Theorem 1 (The Cauchy-Schwarz Inequality): Let $V$ be an inner product space. Then:a) $\mid <u, v> \mid ≤ \| u \| \| v \|$ for all $u, v \in V$.b) $\mid <u, v> \mid = \| u \| \| v \|$ if and only if one of $u$ or $v$ is a scalar multiple of the other. |

**Proof of a)**Let $V$ be an inner product space and let $u, v, w \in V$ and suppose that $v$ is orthogonal to $w$. Suppose that $v = 0$. Then $\mid <u, v> \mid = \mid <u, 0> \mid = 0$ and $\| u \| \| v \| = \| u \| \| 0 \| = 0$ so the inequality holds. Suppose instead that $v \neq 0$. Let $u$ be written as the sum of $v$ and $w$ such that:

\begin{align} \quad u = \frac{<u, v>}{\| v \|^2} v + w \\ \end{align}

- Now we can apply The Pythagorean Theorem for Inner Product Spaces since $u$ is the sum of two vectors $v$ and $w$ which are orthogonal.

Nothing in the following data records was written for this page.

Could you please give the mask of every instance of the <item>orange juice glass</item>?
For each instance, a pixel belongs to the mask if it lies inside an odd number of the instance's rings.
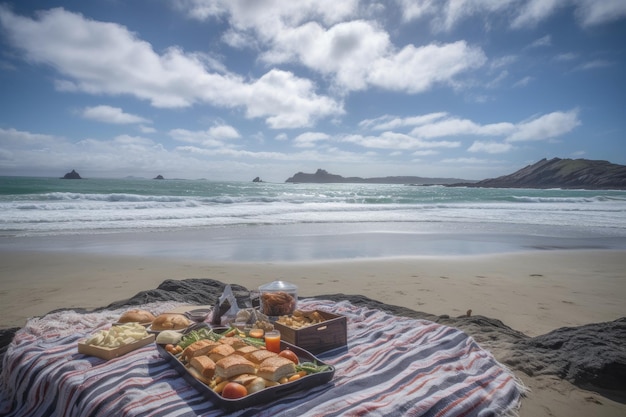
[[[265,348],[270,352],[280,352],[280,332],[278,330],[265,332]]]

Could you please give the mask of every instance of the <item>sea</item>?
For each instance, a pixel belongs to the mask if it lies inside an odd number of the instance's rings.
[[[302,261],[626,249],[626,191],[0,177],[0,250]]]

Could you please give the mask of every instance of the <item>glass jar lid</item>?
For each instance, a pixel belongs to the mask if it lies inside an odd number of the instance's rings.
[[[273,281],[269,284],[261,285],[259,287],[259,291],[285,291],[285,292],[294,292],[297,291],[298,287],[294,284],[291,284],[286,281]]]

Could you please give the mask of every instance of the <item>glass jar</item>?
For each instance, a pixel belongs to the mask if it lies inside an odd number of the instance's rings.
[[[270,317],[293,314],[298,302],[298,287],[285,281],[274,281],[259,287],[261,313]]]

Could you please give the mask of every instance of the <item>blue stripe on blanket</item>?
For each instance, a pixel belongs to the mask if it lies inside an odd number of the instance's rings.
[[[302,299],[299,307],[348,319],[348,349],[320,355],[335,365],[333,381],[228,415],[484,417],[513,414],[519,406],[523,388],[513,374],[457,329],[347,301]],[[110,361],[78,354],[79,339],[119,314],[58,312],[29,321],[4,357],[0,414],[226,414],[181,378],[153,345]]]

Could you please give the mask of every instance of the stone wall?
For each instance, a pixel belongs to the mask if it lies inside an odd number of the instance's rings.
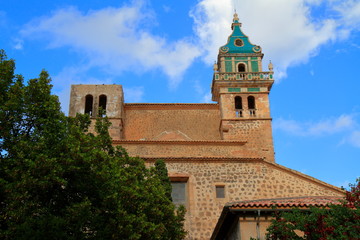
[[[265,157],[274,162],[274,146],[270,119],[232,119],[222,120],[222,139],[246,140],[248,157]]]
[[[296,196],[342,196],[329,184],[261,159],[167,159],[171,176],[188,176],[188,239],[209,239],[225,203]],[[151,164],[152,161],[148,164]],[[216,198],[215,186],[225,186]]]
[[[124,139],[159,140],[176,132],[177,140],[220,140],[217,104],[126,104]]]

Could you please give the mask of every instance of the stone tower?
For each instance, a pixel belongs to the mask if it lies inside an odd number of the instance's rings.
[[[71,88],[70,116],[86,113],[94,120],[101,107],[112,123],[113,145],[147,166],[157,159],[166,162],[173,201],[187,210],[191,240],[210,239],[228,202],[343,195],[339,188],[275,163],[272,65],[263,71],[261,48],[241,31],[236,14],[232,29],[214,65],[216,103],[124,103],[121,85]]]
[[[242,139],[257,154],[263,152],[274,161],[271,133],[269,92],[274,82],[272,64],[269,72],[262,70],[264,54],[242,32],[237,14],[231,25],[232,34],[220,47],[214,64],[212,100],[219,103],[223,140]]]
[[[72,85],[69,116],[89,114],[92,119],[103,109],[111,122],[109,129],[113,140],[123,137],[124,93],[121,85]]]

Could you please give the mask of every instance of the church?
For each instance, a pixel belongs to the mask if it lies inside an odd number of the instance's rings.
[[[106,109],[114,145],[147,165],[166,162],[173,201],[187,209],[188,239],[263,239],[267,225],[251,214],[241,217],[248,225],[235,223],[235,235],[227,236],[223,225],[230,224],[225,221],[229,206],[241,210],[249,209],[251,201],[269,206],[271,199],[292,199],[291,207],[300,200],[311,205],[344,195],[340,188],[276,163],[269,103],[273,66],[263,66],[261,47],[242,32],[236,13],[231,28],[214,64],[215,103],[125,103],[121,85],[71,87],[69,116],[96,118],[100,107]],[[260,214],[260,205],[251,206]],[[254,219],[258,222],[251,225]]]

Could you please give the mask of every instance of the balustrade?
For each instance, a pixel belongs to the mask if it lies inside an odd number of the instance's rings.
[[[242,109],[235,109],[236,117],[243,117],[243,110]]]
[[[215,80],[273,80],[273,72],[215,72]]]

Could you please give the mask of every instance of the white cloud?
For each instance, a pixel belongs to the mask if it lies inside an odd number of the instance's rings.
[[[214,63],[219,47],[226,43],[231,34],[232,14],[231,0],[202,0],[190,12],[206,63]]]
[[[348,138],[348,141],[349,141],[350,144],[352,144],[353,146],[360,148],[360,131],[354,131],[354,132],[352,132],[352,134],[351,134],[350,137]]]
[[[125,102],[141,102],[144,96],[143,87],[125,87]]]
[[[84,55],[90,66],[113,74],[160,69],[175,87],[200,51],[188,38],[169,42],[153,35],[146,28],[153,20],[141,1],[88,13],[72,7],[30,22],[21,33],[28,38],[48,39],[51,48],[70,46]]]
[[[294,135],[302,135],[302,126],[294,120],[286,120],[283,118],[275,119],[273,122],[274,130],[282,130],[284,132],[294,134]]]
[[[360,30],[360,2],[354,0],[339,1],[334,6],[341,16],[343,23],[348,27]]]
[[[298,136],[324,136],[352,130],[356,125],[353,116],[341,115],[337,118],[305,123],[279,118],[275,119],[273,127],[274,130],[281,130]]]
[[[200,96],[199,101],[201,103],[213,103],[212,99],[212,93],[209,92],[209,89],[204,89],[204,87],[201,86],[199,81],[195,81],[194,89],[198,96]]]
[[[22,39],[19,38],[15,38],[13,40],[13,48],[16,50],[22,50],[24,48],[24,41]]]
[[[60,9],[30,22],[21,33],[47,39],[50,48],[71,47],[90,67],[112,74],[160,70],[169,77],[169,86],[176,87],[195,58],[202,56],[207,64],[217,59],[231,33],[234,8],[244,33],[263,48],[263,70],[271,59],[277,79],[285,77],[290,66],[316,55],[322,45],[360,29],[356,0],[199,0],[189,13],[193,36],[169,40],[152,33],[156,16],[142,2],[86,13]],[[317,7],[335,14],[312,15]]]
[[[202,101],[201,102],[204,102],[204,103],[214,103],[212,100],[212,94],[209,92],[209,93],[206,93],[203,95],[202,97]]]
[[[264,63],[272,59],[278,77],[286,76],[289,66],[307,61],[322,44],[336,38],[334,19],[311,19],[311,6],[320,2],[242,0],[236,6],[244,33],[263,48]],[[207,63],[216,59],[219,47],[226,43],[232,12],[231,0],[202,0],[191,12]]]
[[[355,125],[355,121],[352,116],[342,115],[335,119],[327,119],[321,122],[312,124],[307,132],[309,135],[324,135],[341,132],[352,128]]]

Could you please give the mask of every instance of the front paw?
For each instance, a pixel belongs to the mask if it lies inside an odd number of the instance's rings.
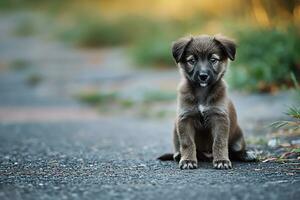
[[[231,169],[232,165],[230,160],[214,160],[213,165],[215,169]]]
[[[197,167],[197,161],[194,160],[180,160],[179,162],[180,169],[196,169]]]

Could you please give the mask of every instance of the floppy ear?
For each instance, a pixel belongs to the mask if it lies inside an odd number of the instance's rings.
[[[189,38],[185,37],[185,38],[181,38],[181,39],[173,42],[172,54],[173,54],[173,57],[174,57],[176,63],[179,63],[181,61],[186,47],[188,46],[188,44],[191,43],[192,40],[193,40],[192,37],[189,37]]]
[[[221,45],[221,48],[224,50],[230,60],[235,59],[236,44],[233,40],[222,35],[216,35],[214,36],[214,41]]]

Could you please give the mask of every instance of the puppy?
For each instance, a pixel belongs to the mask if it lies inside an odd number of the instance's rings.
[[[216,169],[232,168],[229,158],[256,159],[245,150],[243,133],[223,80],[228,59],[234,60],[235,53],[234,41],[221,35],[186,37],[173,43],[172,54],[181,74],[174,154],[158,159],[174,159],[180,169],[195,169],[201,159],[212,160]]]

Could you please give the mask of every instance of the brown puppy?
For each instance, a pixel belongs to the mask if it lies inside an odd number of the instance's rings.
[[[201,158],[212,158],[216,169],[231,168],[229,157],[255,160],[255,155],[245,150],[223,80],[228,59],[234,60],[235,52],[235,43],[223,36],[200,35],[173,43],[173,57],[182,77],[173,134],[175,152],[160,160],[173,156],[181,169],[197,168]]]

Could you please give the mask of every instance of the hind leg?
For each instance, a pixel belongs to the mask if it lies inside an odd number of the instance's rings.
[[[235,137],[229,145],[229,156],[232,160],[253,162],[256,161],[256,155],[254,152],[246,150],[246,143],[240,127],[237,128]]]

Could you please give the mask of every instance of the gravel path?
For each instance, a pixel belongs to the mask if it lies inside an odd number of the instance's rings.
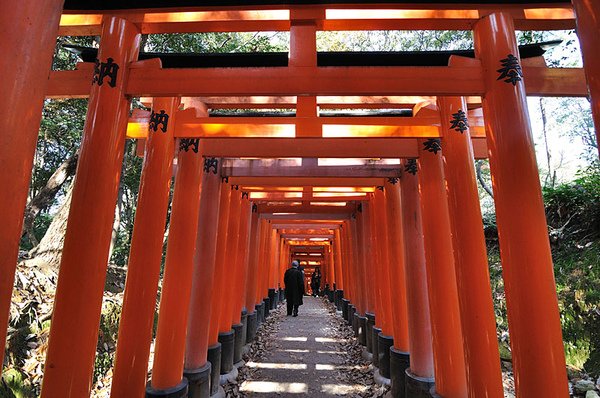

\begin{align} \quad \| u \|^2 = \biggr \| \frac{<u, v>}{\| v \|^2} v \biggr \|^2 + \| w \|^2 = \frac{\mid <u, v> \mid}{\| v \|^2} + \| w \| ≥ \frac{\mid <u, v> \mid^2}{\| v \|^2} \end{align}

- We now multiply both sides of this inequality by $\| v \|^2$ and then take the square root of both sides

\begin{align} \quad \| u \|^2 ≥ \frac{\mid <u, v> \mid^2}{\| v \|^2} \\ \quad \| u \|^2 \| v \|^2 ≥ \mid <u, v> \mid^2 \\ \quad \| u \| \| v \| ≥ \mid < u, v> \mid \end{align}

**Proof of b)**$\Rightarrow$ Suppose that $\mid <u, v> \mid = \| u \| \| v \|$. Then from the Cauchy-Schwarz inequality proof above we must have that:

\begin{align} \quad \| u \|^2 = \frac{\mid <u, v> \mid^2}{\| v \|^2} + \| w \|^2 \end{align}

- But then this implies that $\| w \|^2 = 0$ and so $w = 0$. But then $u = \frac{<u, v>}{\| v \|^2} v + w = \frac{<u, v>}{\| v \|^2} v$. Therefore $u$ is a scalar multiple of $v$.

- $\Leftarrow$ Suppose that $u$ is a scalar multiple of $v$. Then $u = kv$ for some $k \in \mathbb{F}$ ($\mathbb{R}$ or $\mathbb{C}$) and so:

\begin{align} \quad \mid <u, v> \mid = \mid <kv, v> \mid = \mid k \mid \mid <v, v> \mid = \mid k \mid \| v \|^2 = \mid k \mid \| v \| \| v || = \| kv \| \| v \| = \| u \| \| v \| \quad \blacksquare \end{align}